Long non-coding RNAs keep diabetes at bay

Long non-coding RNAs keep diabetes at bay

Unlike what we commonly refer to as 'genes', 'Long noncoding RNA' (LncRNAs) do not lead to the production of proteins that our cells, and thus our entire bodies are made of.

Previously, it was believed that LncRNAs served no major purpose in cells, but new research now shows that one of these LncRNAs termed 'LincIRS2' is important for safeguarding our metabolism as LincIRS2 loss favors development of metabolic complications in mice.

In my estimate, only the function of less than 100 of the nearly 60,000 LncRNAs encoded in our genomes has been truly understood says the senior author.

In clear comparison, researchers have largely understood the function of the 20,344 genes that encode proteins. That's why it's so exciting that we were able to identify the key role of this particular LncRNA using mice as a model organism, the author says. In addition, we were able to delineate a new, exciting mechanisms for how LncRNAs themselves are controlled.

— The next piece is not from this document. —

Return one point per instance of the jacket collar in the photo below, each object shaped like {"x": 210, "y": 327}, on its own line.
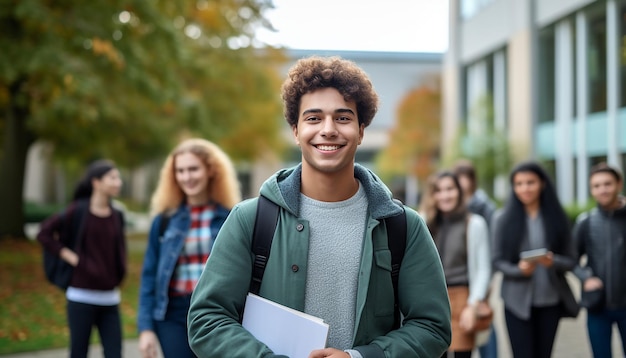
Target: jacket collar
{"x": 284, "y": 189}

Using the 'molecular scissor' CRISPR/Cas9, the research team succeeded in cutting out LincIRS2 from the mouse's genome. Next, the researchers observed that mice lacking LincIRS2 developed metabolic complications like elevated blood sugar levels when the LncRNA had been deactivated. Conversely, when performing treatments that activate LincIRS2, mice maintained healthy blood sugar levels even when becoming obese.

lncRNAs are lost in diabetic humans. LncRNA promoter analyses, global cistrome and gain-of-function analyses confirm that increased MAFG signaling duringdiet-induced obesity curbs lncRNA expression. Silencing Mafg in mouse hepatocytes and obese mice elicits a fasting-like gene expression profile, improves glucose metabolism, de-represses lncRNAs and impairs mammalian target of rapamycin (mTOR) activation.

The authors find that obesity-repressed LincIRS2 is controlled by MAFG and observe that genetic and RNAi-mediated LincIRS2 loss causes elevated blood glucose, insulin resistance and aberrant glucose output in lean mice.

It is difficult to predict exactly how this new knowledge can be used, but it is intriguing to speculate that restoring or inhibiting specific LncRNAs could be used to treat diabetic patients or other metabolic disorders one day, says the senior author. The research team just published these new findings in the prestigious journal Nature Communications.